• By Scott Stewart •
It’s been a challenge getting our crops in the ground, and our planting dates are really stretched out. It is especially important that our late planted cotton gets off to a good start to make up for a little lost time. Unfortunately, the ‘Thrips Infestation Predictor for Cotton’ (https://climate.ncsu.edu/cottonTIP) appears to be dead on in predicting our heaviest thrips pressure will occur in early June, just as our later planted cotton is most susceptible.
I’d suggest making an insecticide application to all of our cotton, except the few acres that might have been planted using AgLogic (aldicarb).
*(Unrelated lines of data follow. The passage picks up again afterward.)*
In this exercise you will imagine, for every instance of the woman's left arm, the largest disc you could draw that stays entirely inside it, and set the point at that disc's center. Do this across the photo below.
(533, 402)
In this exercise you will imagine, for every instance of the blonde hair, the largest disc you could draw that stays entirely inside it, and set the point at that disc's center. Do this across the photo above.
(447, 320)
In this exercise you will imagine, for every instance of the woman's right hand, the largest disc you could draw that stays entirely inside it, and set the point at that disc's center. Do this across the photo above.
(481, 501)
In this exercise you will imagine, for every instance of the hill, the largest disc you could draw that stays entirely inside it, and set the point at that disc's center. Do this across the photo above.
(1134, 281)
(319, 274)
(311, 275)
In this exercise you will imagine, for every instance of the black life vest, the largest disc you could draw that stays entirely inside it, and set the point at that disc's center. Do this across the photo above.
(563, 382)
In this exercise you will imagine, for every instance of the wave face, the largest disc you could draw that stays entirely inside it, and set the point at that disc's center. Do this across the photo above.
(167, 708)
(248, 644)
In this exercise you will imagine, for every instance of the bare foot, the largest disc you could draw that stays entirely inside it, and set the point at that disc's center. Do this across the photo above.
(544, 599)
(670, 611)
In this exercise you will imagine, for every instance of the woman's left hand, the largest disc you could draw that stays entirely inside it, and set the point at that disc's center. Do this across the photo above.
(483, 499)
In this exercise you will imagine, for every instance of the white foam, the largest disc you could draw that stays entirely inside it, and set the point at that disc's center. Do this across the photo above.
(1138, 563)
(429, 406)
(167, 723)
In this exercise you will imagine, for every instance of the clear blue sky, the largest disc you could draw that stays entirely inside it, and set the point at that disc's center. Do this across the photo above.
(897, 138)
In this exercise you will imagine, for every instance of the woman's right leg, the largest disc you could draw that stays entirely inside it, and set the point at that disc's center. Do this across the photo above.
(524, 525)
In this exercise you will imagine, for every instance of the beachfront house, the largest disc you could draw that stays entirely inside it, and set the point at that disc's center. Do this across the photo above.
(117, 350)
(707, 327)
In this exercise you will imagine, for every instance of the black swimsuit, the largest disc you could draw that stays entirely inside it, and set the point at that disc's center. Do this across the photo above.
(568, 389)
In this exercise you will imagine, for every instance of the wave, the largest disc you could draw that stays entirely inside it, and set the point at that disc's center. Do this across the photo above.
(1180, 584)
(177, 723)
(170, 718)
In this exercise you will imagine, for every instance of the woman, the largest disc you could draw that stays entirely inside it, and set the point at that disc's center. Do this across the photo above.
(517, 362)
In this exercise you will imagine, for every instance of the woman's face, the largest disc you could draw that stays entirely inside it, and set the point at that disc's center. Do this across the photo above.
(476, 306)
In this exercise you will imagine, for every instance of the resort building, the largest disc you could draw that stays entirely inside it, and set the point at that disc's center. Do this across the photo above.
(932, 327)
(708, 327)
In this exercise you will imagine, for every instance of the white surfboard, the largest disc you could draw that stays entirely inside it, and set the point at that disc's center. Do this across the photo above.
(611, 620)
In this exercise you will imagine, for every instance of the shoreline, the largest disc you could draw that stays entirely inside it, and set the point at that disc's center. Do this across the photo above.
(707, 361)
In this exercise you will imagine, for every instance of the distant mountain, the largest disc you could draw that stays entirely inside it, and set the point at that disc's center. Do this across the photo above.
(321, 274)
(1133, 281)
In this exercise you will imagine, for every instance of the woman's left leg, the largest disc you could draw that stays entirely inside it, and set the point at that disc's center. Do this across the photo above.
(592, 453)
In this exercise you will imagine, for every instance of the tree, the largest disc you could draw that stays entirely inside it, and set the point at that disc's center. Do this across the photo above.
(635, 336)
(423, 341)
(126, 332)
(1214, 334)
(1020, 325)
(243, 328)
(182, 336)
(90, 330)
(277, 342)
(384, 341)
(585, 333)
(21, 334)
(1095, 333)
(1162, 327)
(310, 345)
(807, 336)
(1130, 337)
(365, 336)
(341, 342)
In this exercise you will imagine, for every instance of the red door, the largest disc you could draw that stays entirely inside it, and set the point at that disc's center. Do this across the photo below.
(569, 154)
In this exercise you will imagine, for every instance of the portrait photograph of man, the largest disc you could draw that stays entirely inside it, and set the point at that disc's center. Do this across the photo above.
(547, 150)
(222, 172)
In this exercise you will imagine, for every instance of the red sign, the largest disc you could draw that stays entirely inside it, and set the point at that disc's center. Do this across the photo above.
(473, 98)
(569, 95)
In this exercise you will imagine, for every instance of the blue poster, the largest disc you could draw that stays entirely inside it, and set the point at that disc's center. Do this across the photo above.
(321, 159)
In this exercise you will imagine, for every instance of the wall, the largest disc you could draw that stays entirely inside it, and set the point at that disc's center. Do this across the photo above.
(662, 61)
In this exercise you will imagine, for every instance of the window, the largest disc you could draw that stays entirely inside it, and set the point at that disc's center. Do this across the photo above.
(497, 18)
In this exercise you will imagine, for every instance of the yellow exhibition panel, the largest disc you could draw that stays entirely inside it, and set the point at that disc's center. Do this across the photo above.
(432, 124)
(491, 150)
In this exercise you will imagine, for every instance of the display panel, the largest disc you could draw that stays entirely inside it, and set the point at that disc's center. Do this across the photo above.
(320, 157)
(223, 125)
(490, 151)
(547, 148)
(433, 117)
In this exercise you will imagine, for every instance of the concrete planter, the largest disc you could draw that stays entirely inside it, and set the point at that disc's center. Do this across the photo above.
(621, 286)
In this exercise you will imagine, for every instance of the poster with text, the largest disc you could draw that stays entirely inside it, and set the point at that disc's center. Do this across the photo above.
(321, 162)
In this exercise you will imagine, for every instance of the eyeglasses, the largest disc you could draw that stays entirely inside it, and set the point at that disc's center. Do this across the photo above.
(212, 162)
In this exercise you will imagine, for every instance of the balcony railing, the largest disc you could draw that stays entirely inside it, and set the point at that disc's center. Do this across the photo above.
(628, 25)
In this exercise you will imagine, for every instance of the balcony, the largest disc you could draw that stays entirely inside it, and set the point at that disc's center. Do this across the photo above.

It is very important to make applications early before the second true leaf to get much benefit. Here’s the rub!
My data strongly suggest swe have developed some resistance to Orthene/Acephate and other organophosphate insecticides like Bidrin or Dimethoate. It’s a tough pill to swallow considering the less-than-exciting commodity prices, but Intrepid Edge at 3 ounces per acre is better.
In my opinion, it’s worth the extra money. Acephate and the other OP insecticides may still provide some relief, but I’d rather start with a product that gives me more confidence. Because I’ve been asked, upping the Acephate rate won’t help much. Overcoming resistance with higher rates has never really worked well … just think of pyrethroids and tobacco budworm or glyphosate and Palmer pigweed.
Start thinking about plant bugs
It’s also time to think about plant bug control as our earliest planted cotton starts squaring. First, pay extra attention to the first fields that start squaring.
Tarnished plant bugs often congregate in those fields first and worst until they get more options. Second, follow good integrated pest management practices. This means sampling, using our well-tested treatment thresholds, and picking the right insecticides. Much of this information is available at online at our mobile-friendly pest guide, https://guide.utcrops.com/cotton/cotton-insect-guide/.
Sample, sample, sample
The best tip I can give you is to monitor square retention. This means sampling.
People almost always overestimate square loss when they base their opinion on the impression rather than actual sampling data. The goal is to maintain at least 80% square retention until early bloom. Square retention won’t lie.
If you are missing plant bugs in your sample, it will tell on you. If your insecticide application are not working, it will drop. We often see plant bug numbers remain steady after applications, but if square retention also remains steady, that indicates your applications are helping.
During early squaring, you typically can get by with products like imidacloprid at full-labeled rates, Centric at 1.75-2 ounces per acre, or even a mixture of the two where the Centric rate is cut back to 1-1.25 ounces.